The following day I was in San Francisco. I saw a gentleman who had set up a sign for panhandling, rife with spelling mistakes, but the setup was artistic enough to give me pause and want to capture it somehow. I asked him if he would mind me taking his picture. “If you give me a dollar…” he bargained. I said sure, then, without thinking, went and sat down by him, put my arm around his shoulder and posed for the picture my husband took as if I were posing with a friend.

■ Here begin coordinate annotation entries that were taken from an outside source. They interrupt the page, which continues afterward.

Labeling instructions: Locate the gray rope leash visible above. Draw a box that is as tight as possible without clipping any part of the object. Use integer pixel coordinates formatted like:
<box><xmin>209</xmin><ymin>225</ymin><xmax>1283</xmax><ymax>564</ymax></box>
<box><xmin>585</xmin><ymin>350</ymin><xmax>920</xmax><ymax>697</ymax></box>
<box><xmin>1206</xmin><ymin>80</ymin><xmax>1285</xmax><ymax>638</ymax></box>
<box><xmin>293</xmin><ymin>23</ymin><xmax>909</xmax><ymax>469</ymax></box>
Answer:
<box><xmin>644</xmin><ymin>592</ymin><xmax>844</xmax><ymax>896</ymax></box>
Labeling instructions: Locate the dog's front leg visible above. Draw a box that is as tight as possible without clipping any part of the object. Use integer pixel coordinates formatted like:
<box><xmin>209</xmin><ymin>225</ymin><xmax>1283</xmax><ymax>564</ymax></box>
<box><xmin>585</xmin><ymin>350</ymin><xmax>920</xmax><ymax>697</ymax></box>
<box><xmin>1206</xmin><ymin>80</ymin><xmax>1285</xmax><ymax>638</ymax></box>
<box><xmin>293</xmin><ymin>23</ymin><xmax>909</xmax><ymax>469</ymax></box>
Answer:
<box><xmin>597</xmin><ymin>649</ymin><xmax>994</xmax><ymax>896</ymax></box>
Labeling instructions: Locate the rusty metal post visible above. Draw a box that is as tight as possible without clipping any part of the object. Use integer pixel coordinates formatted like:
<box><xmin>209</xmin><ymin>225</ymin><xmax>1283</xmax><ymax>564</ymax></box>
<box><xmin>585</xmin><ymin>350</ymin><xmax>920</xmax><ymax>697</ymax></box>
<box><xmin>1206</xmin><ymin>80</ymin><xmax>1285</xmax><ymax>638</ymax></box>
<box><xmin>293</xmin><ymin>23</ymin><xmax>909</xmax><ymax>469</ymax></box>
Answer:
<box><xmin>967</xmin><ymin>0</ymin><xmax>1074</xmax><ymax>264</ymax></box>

The smile on his face…I was probably much more happy than him, but that made my day. I am not sure why. I guess he reminded me of me in some strange way. A creative person, but down on his luck by choice or circumstance, who knows.

Image

I’m not sure why I look like a giant person in this picture, but that’s OK. I’ve accepted the fact that I am not very photogenic in 80% of the pictures other people take of me. Life goes on. I asked the guy his name and he told me it was Papa Smurf. I told him it was a pleasure to meet him, and when my husband and I were done eating lunch around the corner I gave him my leftover food, but only after asking if he wanted it. “I never turn down food,” he said.

***

I was walking through San Francisco a month or so ago with a friend, and we passed a bearded, dirty old man standing in a doorway with a shopping cart loaded with tarps and cans and other paraphernalia. The only thing you could see shine through the dirt of his face were his white and blue eyeballs. I made eye contact with him and he looked scared for a second, furtive. I smiled. In return, he gave me the warmest, most genuine smile I’ve ever seen. It was like he knew I didn’t have any change, that I wasn’t a stranger to his reality.

Or something.

***

We’re all human beings. It’s easy to forget, especially when I’m walking down the Haight and I get accosted on every single block for spare change (is there such a thing?), and I realize that those dirty, foul-mouthed kids sitting on the curb, the ones I don’t want to make eye contact with or give change to because I know they’re going to buy alcohol, are me over 15 years ago. And they can’t see that I was them. When I was sitting on those curbs, the people who walked by weren’t people. Often, they were cash machines. The ones who stood out were the ones who took the time to ask me about myself–sometimes it was the street photographers who took my picture and came back to give me a copy. I would keep that photograph in my worn Alice pack and pull it out every night to look at it, thinking, “There’s me. I’m real. I exist. Someone else has seen me.” I didn’t feel invisible.